After the Snohomish Women’s Half Marathon, I spent about three weeks doing easy, shorter runs. This week, I finally felt the itch to build back up my mileage a little bit and add back in some workouts. The return to routine felt good – I enjoyed the pop of faster running in my legs and how it felt to run normal mileage again. The recovery weeks served their exact purpose of making training feel fun and refreshing again.
Monday: 6 mile easy run
Ryan and I took Ollie out for an easy run on a flat, scenic paved trail. The trail was busy with cyclists, runners, and walkers out for the holiday weekend. Ollie attempted to race a few cyclists, but overall we kept a comfortable pace.
Ryan and I spent Memorial Day brewing our first batch of beer for the year. After chatting with employees at our local homebrew shop, we decided to try brewing out outdoors rather than on our small stove.
Tuesday: 3 miles at tempo (7 miles total)
I prefer long warm-ups and short cooldowns on hard workouts. I don’t mind running for 2-3 miles before the faster running begins, but once the workout is done, I don’t like to cool down for very long. Maybe it’s psychological, but the workout feels better this way.
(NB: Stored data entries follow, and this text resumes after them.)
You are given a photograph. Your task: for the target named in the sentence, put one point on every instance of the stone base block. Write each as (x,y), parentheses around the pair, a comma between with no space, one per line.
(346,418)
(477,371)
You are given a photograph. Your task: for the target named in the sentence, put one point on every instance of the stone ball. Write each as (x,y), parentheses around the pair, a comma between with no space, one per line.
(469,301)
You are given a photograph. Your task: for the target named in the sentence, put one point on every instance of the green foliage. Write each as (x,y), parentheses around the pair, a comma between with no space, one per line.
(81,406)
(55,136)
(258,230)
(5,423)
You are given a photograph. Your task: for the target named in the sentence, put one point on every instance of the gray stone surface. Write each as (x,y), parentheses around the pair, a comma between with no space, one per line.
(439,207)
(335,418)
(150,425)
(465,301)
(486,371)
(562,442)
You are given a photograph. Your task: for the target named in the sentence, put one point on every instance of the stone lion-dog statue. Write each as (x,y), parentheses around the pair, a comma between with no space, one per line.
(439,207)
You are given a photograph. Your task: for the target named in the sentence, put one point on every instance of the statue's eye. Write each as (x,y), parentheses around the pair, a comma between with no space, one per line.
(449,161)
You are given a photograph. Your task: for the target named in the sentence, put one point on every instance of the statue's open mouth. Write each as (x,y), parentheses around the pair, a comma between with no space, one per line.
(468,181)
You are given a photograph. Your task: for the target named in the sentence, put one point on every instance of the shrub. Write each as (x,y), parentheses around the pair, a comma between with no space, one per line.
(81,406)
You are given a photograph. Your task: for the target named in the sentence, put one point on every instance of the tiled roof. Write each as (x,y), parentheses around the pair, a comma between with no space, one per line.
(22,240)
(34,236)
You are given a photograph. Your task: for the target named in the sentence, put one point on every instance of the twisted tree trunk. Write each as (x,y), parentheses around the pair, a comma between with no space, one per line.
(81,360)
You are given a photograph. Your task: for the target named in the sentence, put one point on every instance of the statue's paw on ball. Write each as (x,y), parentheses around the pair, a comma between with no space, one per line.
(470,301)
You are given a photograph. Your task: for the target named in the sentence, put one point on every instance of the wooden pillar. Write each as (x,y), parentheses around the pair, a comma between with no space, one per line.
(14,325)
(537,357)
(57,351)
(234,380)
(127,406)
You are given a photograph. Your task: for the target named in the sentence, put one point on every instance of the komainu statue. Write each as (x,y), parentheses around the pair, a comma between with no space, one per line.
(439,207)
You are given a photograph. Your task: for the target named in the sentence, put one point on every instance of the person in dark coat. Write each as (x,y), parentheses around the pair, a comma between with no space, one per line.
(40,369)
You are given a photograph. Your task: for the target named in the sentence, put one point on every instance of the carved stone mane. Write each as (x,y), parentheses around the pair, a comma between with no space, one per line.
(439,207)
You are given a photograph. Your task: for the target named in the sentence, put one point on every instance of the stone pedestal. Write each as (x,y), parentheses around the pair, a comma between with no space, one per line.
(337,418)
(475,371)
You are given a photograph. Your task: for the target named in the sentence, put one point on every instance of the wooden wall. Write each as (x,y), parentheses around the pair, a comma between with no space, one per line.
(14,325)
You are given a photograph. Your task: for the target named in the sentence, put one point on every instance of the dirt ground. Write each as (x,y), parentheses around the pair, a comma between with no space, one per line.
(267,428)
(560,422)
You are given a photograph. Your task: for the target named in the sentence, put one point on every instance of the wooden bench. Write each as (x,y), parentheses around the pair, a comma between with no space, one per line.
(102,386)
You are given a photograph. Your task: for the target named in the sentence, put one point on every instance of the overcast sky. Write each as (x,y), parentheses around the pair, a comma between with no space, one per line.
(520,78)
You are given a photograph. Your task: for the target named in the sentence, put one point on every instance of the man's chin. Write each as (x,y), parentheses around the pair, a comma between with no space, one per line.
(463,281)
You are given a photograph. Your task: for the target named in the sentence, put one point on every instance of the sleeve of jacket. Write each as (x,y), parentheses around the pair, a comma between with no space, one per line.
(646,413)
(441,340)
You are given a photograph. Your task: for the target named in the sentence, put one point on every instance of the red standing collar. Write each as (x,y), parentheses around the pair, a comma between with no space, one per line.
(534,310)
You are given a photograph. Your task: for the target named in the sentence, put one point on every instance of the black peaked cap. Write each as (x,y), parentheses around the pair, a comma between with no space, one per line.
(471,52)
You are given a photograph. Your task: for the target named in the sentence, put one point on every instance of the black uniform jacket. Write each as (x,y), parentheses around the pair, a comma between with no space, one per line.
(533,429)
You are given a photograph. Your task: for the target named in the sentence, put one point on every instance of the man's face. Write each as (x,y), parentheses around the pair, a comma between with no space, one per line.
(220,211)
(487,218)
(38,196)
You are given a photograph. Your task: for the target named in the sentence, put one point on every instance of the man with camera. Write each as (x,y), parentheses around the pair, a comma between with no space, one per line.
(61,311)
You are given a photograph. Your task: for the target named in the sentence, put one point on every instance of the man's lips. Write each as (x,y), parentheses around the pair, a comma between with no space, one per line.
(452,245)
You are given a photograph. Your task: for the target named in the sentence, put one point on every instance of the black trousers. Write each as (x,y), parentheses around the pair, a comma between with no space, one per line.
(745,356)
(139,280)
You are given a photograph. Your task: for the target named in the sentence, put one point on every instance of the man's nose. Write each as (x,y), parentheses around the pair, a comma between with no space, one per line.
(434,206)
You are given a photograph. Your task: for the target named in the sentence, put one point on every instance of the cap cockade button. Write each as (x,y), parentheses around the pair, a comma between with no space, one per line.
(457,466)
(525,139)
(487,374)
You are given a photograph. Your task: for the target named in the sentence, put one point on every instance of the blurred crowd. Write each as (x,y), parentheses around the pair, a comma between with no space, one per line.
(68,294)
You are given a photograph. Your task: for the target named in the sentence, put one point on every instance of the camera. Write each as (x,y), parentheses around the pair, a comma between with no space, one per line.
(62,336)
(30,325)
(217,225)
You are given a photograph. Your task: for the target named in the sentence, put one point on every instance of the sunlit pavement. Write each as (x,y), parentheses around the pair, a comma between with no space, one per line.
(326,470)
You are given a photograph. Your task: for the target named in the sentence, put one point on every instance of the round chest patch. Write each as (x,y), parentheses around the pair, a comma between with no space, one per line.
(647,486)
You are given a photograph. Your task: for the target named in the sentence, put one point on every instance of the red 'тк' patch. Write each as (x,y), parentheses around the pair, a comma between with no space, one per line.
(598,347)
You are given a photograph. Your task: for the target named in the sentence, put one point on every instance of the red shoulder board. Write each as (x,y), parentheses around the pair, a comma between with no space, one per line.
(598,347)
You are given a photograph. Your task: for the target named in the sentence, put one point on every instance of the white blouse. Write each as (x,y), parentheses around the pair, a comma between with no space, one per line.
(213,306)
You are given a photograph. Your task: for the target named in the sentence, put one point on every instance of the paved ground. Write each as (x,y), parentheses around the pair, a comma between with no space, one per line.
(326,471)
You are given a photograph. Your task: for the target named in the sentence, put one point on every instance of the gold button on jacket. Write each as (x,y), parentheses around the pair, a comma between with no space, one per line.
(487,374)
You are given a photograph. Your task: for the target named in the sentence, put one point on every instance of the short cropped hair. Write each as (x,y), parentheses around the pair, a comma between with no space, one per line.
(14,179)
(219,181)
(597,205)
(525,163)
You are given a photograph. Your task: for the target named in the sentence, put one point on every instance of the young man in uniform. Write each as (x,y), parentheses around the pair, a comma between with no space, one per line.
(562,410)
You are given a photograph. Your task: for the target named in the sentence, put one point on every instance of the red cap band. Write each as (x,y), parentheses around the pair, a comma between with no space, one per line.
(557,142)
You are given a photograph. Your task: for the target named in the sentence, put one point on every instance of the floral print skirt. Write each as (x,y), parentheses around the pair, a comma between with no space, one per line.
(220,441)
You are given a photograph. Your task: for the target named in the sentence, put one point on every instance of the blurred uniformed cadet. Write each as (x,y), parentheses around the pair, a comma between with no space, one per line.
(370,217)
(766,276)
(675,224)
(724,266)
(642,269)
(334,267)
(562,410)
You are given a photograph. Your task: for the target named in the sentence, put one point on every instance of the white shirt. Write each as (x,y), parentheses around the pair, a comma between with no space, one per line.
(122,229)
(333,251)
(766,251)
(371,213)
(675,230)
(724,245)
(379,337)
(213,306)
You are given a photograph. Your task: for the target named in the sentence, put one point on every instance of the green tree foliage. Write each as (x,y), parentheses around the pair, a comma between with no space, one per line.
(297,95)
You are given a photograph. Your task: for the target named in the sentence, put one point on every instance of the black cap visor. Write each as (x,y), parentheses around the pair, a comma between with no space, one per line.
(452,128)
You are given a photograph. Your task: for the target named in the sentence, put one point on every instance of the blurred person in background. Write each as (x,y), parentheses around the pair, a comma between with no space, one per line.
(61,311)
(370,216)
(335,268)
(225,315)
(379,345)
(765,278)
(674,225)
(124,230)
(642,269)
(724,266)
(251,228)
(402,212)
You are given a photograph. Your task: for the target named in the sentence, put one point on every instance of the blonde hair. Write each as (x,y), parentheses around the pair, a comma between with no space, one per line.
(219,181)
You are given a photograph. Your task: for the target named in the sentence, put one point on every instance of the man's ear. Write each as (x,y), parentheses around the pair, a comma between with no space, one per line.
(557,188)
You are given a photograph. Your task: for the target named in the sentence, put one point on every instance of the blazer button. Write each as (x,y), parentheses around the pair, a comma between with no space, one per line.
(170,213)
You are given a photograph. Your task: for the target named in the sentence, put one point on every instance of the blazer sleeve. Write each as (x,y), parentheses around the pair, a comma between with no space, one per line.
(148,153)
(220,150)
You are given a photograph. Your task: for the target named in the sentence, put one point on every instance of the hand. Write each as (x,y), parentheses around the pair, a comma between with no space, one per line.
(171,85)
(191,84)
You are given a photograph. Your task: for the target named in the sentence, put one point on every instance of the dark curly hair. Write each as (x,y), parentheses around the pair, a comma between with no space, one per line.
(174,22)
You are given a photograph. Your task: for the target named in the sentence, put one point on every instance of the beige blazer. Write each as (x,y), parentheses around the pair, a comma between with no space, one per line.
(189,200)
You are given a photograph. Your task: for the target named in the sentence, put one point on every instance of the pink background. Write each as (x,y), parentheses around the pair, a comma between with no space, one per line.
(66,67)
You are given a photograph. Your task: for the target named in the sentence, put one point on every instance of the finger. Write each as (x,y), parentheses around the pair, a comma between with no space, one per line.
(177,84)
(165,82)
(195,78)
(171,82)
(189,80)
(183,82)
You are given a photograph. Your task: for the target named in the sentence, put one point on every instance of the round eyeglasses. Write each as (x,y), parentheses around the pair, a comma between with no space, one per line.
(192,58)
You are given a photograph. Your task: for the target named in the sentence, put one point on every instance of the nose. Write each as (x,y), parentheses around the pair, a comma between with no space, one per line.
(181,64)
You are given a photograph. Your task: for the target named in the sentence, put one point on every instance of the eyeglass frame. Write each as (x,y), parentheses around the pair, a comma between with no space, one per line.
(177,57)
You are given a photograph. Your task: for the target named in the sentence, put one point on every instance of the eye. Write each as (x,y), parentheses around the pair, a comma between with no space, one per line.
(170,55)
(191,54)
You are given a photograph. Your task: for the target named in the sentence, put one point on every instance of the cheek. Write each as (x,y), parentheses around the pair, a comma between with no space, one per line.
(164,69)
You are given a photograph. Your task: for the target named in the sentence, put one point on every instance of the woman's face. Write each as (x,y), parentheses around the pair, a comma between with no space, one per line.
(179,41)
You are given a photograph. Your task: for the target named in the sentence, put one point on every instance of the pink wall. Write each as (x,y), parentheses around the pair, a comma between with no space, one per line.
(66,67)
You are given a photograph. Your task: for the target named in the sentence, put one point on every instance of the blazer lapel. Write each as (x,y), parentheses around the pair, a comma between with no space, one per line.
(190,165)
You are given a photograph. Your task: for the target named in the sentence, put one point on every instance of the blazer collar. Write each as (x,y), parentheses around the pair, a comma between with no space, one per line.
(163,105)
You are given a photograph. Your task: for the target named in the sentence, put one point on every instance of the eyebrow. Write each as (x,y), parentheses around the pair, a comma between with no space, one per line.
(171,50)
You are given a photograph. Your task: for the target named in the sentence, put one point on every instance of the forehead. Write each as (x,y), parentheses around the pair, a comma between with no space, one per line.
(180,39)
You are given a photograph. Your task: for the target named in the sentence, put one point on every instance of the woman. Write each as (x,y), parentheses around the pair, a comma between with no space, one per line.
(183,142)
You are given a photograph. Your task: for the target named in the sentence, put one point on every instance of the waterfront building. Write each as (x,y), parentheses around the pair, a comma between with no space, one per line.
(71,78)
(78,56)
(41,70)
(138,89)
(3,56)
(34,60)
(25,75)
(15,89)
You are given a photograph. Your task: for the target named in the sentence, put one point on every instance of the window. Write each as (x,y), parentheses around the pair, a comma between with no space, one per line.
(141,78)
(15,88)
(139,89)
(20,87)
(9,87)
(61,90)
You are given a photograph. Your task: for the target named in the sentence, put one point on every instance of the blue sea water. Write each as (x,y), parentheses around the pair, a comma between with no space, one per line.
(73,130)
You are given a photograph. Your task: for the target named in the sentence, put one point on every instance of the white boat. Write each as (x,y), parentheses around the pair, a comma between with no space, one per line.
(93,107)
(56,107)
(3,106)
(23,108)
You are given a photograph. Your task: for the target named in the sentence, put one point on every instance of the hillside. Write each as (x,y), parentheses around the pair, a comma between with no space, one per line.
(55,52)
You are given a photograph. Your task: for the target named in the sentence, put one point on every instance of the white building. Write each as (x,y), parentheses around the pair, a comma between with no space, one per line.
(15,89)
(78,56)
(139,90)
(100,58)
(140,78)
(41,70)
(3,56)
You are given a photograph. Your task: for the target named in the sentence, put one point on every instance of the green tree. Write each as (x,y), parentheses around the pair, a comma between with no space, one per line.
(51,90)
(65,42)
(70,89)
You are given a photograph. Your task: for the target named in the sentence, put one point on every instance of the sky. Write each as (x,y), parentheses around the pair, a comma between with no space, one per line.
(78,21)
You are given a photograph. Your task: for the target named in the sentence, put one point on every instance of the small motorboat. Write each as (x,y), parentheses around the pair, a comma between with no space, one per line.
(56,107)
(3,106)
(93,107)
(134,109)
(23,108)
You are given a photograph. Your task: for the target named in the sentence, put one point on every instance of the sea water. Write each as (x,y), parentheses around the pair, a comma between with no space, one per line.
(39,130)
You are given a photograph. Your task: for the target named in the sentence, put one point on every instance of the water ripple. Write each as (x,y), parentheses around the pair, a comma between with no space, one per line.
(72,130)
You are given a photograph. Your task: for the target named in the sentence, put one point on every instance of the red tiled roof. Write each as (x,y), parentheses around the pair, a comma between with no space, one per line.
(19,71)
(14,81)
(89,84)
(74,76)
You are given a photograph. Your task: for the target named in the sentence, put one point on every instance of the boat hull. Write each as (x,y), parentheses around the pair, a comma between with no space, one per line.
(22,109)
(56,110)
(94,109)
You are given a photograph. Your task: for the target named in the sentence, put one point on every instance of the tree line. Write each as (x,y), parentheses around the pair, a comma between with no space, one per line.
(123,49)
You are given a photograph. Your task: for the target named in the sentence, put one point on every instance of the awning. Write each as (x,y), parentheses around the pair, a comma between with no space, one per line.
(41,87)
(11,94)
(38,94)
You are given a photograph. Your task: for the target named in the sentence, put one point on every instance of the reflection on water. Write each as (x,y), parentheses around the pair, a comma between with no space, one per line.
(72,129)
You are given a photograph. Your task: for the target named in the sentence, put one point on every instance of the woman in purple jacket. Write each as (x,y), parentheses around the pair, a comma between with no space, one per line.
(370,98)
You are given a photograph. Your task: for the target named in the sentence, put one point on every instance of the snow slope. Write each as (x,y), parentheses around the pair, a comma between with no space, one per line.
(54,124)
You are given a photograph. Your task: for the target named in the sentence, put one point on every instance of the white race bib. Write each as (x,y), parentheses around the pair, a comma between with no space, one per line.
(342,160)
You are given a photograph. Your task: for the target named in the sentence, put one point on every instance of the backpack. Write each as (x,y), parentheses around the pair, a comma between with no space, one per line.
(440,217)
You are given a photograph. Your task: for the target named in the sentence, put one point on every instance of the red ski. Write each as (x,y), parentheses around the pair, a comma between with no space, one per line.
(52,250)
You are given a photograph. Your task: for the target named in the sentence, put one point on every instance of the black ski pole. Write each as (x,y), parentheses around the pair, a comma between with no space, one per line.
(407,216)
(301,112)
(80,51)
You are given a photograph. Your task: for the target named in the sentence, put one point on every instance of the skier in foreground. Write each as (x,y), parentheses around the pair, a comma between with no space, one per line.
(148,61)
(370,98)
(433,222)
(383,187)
The three tempo miles were in the 7:07-7:10 range on some gentle rollers.
Wednesday: 7 miles easy
Like many of my easy run days, I split this into two parts: 3 miles with Charlie, 4 miles with Ollie. Charlie loves warmer summer mornings and was so excited to run.
Thursday: 8 x 2 minute fartlek (7 miles total) & strength training
I plan on running a local hilly 5K soon, so I ran my fartlek along part of the course. Based on the terrain, I ran a 6:13-6:44/mile for the 2-minute repeats.
Strength training kicked my butt in a good way. I had seen on Instagram a kettlebell variation of deadbugs, which I just had to try. Those were hard, in such a good way.
Ryan and I joined a gym, and it’s amazing how much of a difference it makes in my strength training. I’m far more motivated to commit to a longer strength workout with so many pieces of equipment and options for weights.
3 sets of:
5 eccentric pull-ups
10 kettlebell swings (30 lbs.)
10 kettlebell single leg deadlifts (30 lbs.)
10 kettlebell goblet reverse lunges (30 lbs)
5 kettlebell windmills per side (20 lbs.)
10 TRX inverted rows
10 kettlebell deadbugs (15 lbs)
10 side plank twists
5 barbell deadlifts (65 lbs.)
5 box jumps
We went on a long walk, since the weather was too nice not to be outside.
Saturday: 5 mile run & strength training
Our new gym is right along part of the paved trail system, which makes for a convenient workout. Most of our route was under tree cover along a creek leading to a river and the shade was appreciated on an unusually warm morning.
Ryan and I partnered up for our strength session: bench presses, barbell deadlifts, barbell squats, eccentric pull-ups, weighted deadbugs, weighted single leg bridges, box jumps, and TRX rows.
Afterward, we enjoyed smoked salmon scrambles at our favorite brunch spot. I was hungry after the back-to-back workouts!
Sunday: 3 mile easy run
Ryan, Ollie, and I ran three easy miles. My legs were a bit sore from strength training at the start and the run definitely helped relieve the soreness.
How was your week in running?
Do you prefer longer warm-ups or longer cooldowns?